Another mayor red-lined African-Americans out of downtown into segregated West Las Vegas. Another owned large amounts of land with his friend and business partner, who happened to be the state official who surveyed the land. Both wound up in the R-J's First 100 list of significant Las Vegans of the 20th century, and I was one of those who voted to put them there. That's because they also did good things.

In the 1980s, Mayor Ron Lurie, City Manager Ashley Hall and other investors bought property. Then Lurie voted for zoning changes that increased its value and wound up violating several ethics laws. His successor, Jan Jones, faced several ethics complaints.

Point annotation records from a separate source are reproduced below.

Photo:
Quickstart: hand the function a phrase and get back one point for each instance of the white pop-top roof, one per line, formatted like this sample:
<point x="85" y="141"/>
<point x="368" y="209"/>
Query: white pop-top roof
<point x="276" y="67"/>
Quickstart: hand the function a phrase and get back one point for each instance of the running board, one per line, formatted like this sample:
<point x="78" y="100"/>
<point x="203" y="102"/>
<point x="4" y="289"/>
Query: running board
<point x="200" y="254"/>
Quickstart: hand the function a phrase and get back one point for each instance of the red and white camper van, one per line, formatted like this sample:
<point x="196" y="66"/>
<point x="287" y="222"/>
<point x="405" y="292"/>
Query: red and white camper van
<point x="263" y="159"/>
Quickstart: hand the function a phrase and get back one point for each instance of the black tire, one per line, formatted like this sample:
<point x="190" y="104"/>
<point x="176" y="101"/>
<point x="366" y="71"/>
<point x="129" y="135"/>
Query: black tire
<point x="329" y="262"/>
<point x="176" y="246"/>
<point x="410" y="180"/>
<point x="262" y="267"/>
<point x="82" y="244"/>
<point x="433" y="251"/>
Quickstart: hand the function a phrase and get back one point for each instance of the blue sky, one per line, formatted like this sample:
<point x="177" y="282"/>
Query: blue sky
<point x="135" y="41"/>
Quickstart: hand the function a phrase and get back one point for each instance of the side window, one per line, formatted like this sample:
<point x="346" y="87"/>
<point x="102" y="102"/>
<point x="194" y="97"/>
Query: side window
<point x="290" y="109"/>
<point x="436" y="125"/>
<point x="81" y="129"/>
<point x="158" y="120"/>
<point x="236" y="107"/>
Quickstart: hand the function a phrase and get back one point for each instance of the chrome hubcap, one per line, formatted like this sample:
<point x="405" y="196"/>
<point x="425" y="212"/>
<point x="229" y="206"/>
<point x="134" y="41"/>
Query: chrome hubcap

While their merit often was debatable, it's safe to say that some of her actions as mayor raised as many eyebrows as Goodman's, if not more. None of that justifies Goodman, but it merely adds him to a long list.

Yet Goodman also is separate from that list. To question half of his $100,000 for a gin ad going to the private school his wife co-founded is fair, as is questioning whether he should have done the ad. He could have avoided any questions by giving all the money to the city. Granted, his half-funded scholarships for children who otherwise couldn't afford to attend the Meadows. But if the mayor hadn't been Goodman, there would have been no ad, attention from magazines or interest in videotapes in the first place.

Right is right and wrong is wrong, but whatever Goodman did wrong was minor-league cronyism. To spill so much ink and blood over this when several members of the City Council and County Commission have posted "For Rent" signs on their foreheads--and several have wound up under indictment for selling their offices to strip club owners, or got off just as lightly with the ethics czars--seems a bit much.

At some point, critics and cynics (if you think I don't fit that description, you are among the millions who ignore me) should look in the mirror. To argue the public is wrong about Goodman when the same critics argue on other issues that the public always is right is inconsistent and hypocritical unless you do what many accuse Goodman of failing to do: Acknowledge your faults.

So I do. None of us is free from the faults that afflict Goodman or his critics. Consider the beginning of this article. I spent five years attacking Nevada State College. Its history has been more corrupt than all the charges against Goodman put together, and why its graduation was front-page news instead of the thousands who graduated from UNLV and CCSN is mind-boggling. But those 13 students who graduated and set up a scholarship fund have their priorities in order. We could learn from them. They deserve the pomp. The rest of us should work on the circumspection.